Adapt to protect communities and natural habitats
We are already seeing the effects of climate change: We have seen in parts of the world higher temperatures than ever recorded before. We have had devasting storms, flooding and forest fires. In preparation for COP26, it is recognised that the participants must work together to help countries already affected by climate change to:
  • protect and restore ecosystems
  • build defences, warning systems and resilient infrastructure and agriculture to avoid loss of homes, livelihoods and even lives]
This is expensive to do and for many poorer, developing countries it will not be possible without significant help from the richer developed countries, such as our own.
Therefore, it is proposed that developed countries must make good on their commitment to provide at least $100bn in climate finance per year by 2020. It is also proposed that International financial institutions must work together to make available trillions of dollars in private and public sector finance necessary to secure global net zero by 2050.
Without international cooperation the first three goals set out for COP26 cannot be achieved and so the fourth goal is:
  • To finalise the Paris Rulebook (the detailed rules that make the Paris Agreement operational)
  • And to accelerate action to tackle the climate crisis through collaboration between governments, businesses and civil society.
Pope Francis: Laudato Sí
In his Teaching in Laudato Sí Pope Francis refers to the problems of Global warming.

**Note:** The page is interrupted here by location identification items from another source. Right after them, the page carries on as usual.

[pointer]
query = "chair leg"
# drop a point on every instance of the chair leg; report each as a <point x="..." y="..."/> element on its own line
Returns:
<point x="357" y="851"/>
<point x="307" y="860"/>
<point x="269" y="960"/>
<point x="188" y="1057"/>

For example, he says:
26. Many of those who possess more resources and economic or political power seem mostly to be concerned with masking the problems or concealing their symptoms, simply making efforts to reduce some of the negative impacts of climate change. However, many of these symptoms indicate that such effects will continue to worsen if we continue with current models of production and consumption. There is an urgent need to develop policies so that, in the next few years, the emission of carbon dioxide and other highly polluting gases can be drastically reduced, for example, substituting for fossil fuels and developing sources of renewable energy. Worldwide there is minimal access to clean and renewable energy. There is still a need to develop adequate storage technologies. Some countries have made considerable progress, although it is far from constituting a significant proportion. Investments have also been made in means of production and transportation which consume less energy and require fewer raw materials, as well as in methods of construction and renovating buildings which improve their energy efficiency. But these good practices are still far from widespread.”
 The goals hope to be achieved by the participants at COP26 are ambitious. They cannot simply be achieved through good intentions. They require a way of looking at the earth and all that it contains rooted in love and respect.
Jesus commands us; “You must love the Lord your God with all your heart, with all your soul, with all your mind and with all your strength. The second is this: You must love your neighbour as yourself. There are no commandments greater than these.”  (Mark 12: 29-31)
If we truly love God we will love and respect all that he has created. If we truly love our neighbour we will love and respect the world he inhabits.
What do we do in our relationship to our world that shows that we truly love God and our neighbour? What do we need to change and we prepare to welcome the Participants of COP26 to Glasgow?